Other subjects that interested Lombardi and were covered in his works include:
- Chicago Outfit
- Meyer Lansky
- The P2 conspiracy, Michele Sindona, Roberto Calvi
- World Finance Corporation
- Nugan Hand Ltd.
- Gerald Bull, Project Babylon, Space Research Corporation
- Iran–Contra, Lake Resources of Panama and Oliver North
- Global International Airways and the Indian Springs State Bank
- The Banca Nazionale del Lavoro, Ronald Reagan, Margaret Thatcher, and the arming of Saddam Hussein
- Charles Keating, Lincoln Savings (a subsidiary of American Continental Corporation)
- BCCI and ICIC
- Harken Energy Scandal, George W. Bush, James R. Bath, and Jackson T. Stephens
- Hans Kopp, Shakarchi Trading AG
- United Press International, and its attempted takeover by Pat Robertson with the aid of Beurt SerVaas.
- Jackson T. Stephens, the Lippo Group, and Bill Clinton; also, Clinton, the Lippo Group, and China Ocean Shipping Co.

==Posthumous exhibits==
A major exhibit of Lombardi's art, "Mark Lombardi: Global Networks," was organized by Independent Curators International and curated by Robert Hobbs. The exhibit traveled to nine museums over 2003–2005, and has been the subject of several reviews. The exhibit catalog was published by Independent Curators in 2003.

Several of Lombardi's works were included in a 2010 show, NineteenEightyFour, hosted by the Austrian Cultural Forum New York. A re-exhibition of his work was held at the Pierogi Gallery in 2011 which, in addition to his drawings, included his bookshelf and a vitrine displaying some of his reference materials, as well as a 1996 video of Lombardi interviewed by Andy Mann.

20 of Lombardi's drawings are in the permanent collection of MoMA.
Another 10 of his drawings are at the Whitney Museum of American Art, and were the subject of an FBI investigation after the September 11 attacks in 2001.
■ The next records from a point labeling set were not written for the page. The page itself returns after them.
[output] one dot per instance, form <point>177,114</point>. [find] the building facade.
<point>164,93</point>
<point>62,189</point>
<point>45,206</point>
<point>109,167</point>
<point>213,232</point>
In 2012, German director Mareike Wegener released a documentary on Lombardi, entitled Mark Lombardi: Death-Defying Acts Of Art And Conspiracy. The movie premiered in May 2012 in Germany and the Brooklyn Film Festival, and then opened in September at MoMA in New York. Reviewers of the movie suggested that, unlike Lombardi's own work, it relies too much on innuendo and too little on factual information, and that it focuses too much on testimonials from friends and does not adequately explain the impact of Lombardi's art.